« V comme vegan » de Théo Ribeton
Les éditions Nova lancent Parallaxe, une nouvelle collection voulant offrir une lecture résistante du monde contemporain. Et c’est un pari gagné dès le premier essai, « V comme vegan » de Théo Ribeton, qui dresse un état des lieux social et culturel du mouvement végane aussi pertinent (et parfois impertinent;) que positif!
Il fait du bien l’optimisme de Théo Ribeton: « L’émancipation animale est dans l’air du temps: comment ne pourrait-elle pas être pour demain? »!
Bien sûr, si vous lisez ces lignes il y a de fortes chances que vous ne doutiez pas, comme moi, une seule seconde de ce constat. Mais il est toujours bon que celui-ci soit formulé publiquement!

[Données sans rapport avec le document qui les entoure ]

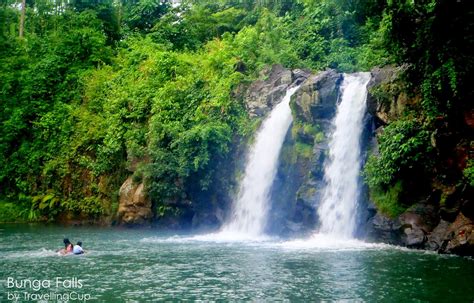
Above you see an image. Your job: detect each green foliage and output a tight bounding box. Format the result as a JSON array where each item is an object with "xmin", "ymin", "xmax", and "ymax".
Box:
[
  {"xmin": 463, "ymin": 159, "xmax": 474, "ymax": 187},
  {"xmin": 364, "ymin": 118, "xmax": 433, "ymax": 188},
  {"xmin": 0, "ymin": 0, "xmax": 473, "ymax": 226},
  {"xmin": 370, "ymin": 181, "xmax": 406, "ymax": 218}
]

En effet, Théo Ribeton, journaliste et critique de cinéma pour Les Inrocks et Stylist entre autre, se propose d’offrir une vision à contre-courant de celle (passionnante mais néanmoins pessimiste) défendue par Florence Burgat dans son essai « L’Humanité carnivore », qui relie la consommation de viande à un instinct primaire de dévoration, au besoin de tuer. Laissant ainsi peu d’espoir à l’idée d’une possible humanité végane…
Persuadé que nous sommes déjà dans un monde qui bascule, préférant d’ailleurs parler « de thérapie de groupe » plutôt que de « l’affrontement de deux camps », Théo Ribeton fait ici le point sur cette petite révolution lente qu’est la dynamique végane.
S’inspirant de Martin Gibert pour qui « les arguments pour le véganisme étaient déjà présents il y a quarante ans dans La Libération animale de Peter Singer. Ce n’est plus très intéressant d’un point de vue philosophique. », Théo Ribeton ne propose pas de grand débat d’idées (bien que son point de vue se révèle comme une voix qui compte) mais un état des lieux touchant des thèmes aussi variés que:
-L’histoire et la place du véganisme dans le média de masse par excellence qu’est la télévision.
-La légitimité ou non, d’un sentiment d’hostilité envers les végétariens (végéphobisme).
-« L’Ecole de Montréal », ce mouvement d’intellectuels québécois et français très actifs sur les questions de la cause animale. Et qui se réunissent notamment au sein de la revue « Véganes ».
-Le point sur la cuisine végétale et l’exigence d’excellence que l’on doit avoir pour elle. Ainsi que l’intérêt qu’elle suscite chez de nombreux grands chefs venant pourtant d’horizons très carnés… Car comme le dit Lionel Giraud, chef étoilé ayant relevé le défi vegan de L214: « En viande, la valeur ajoutée, c’est le produit. En végétal, c’est le cuisinier. »
-Le formidable travail d’associations comme L214 et les batailles qu’ils leur restent à gagner, notamment sur le terrain politique.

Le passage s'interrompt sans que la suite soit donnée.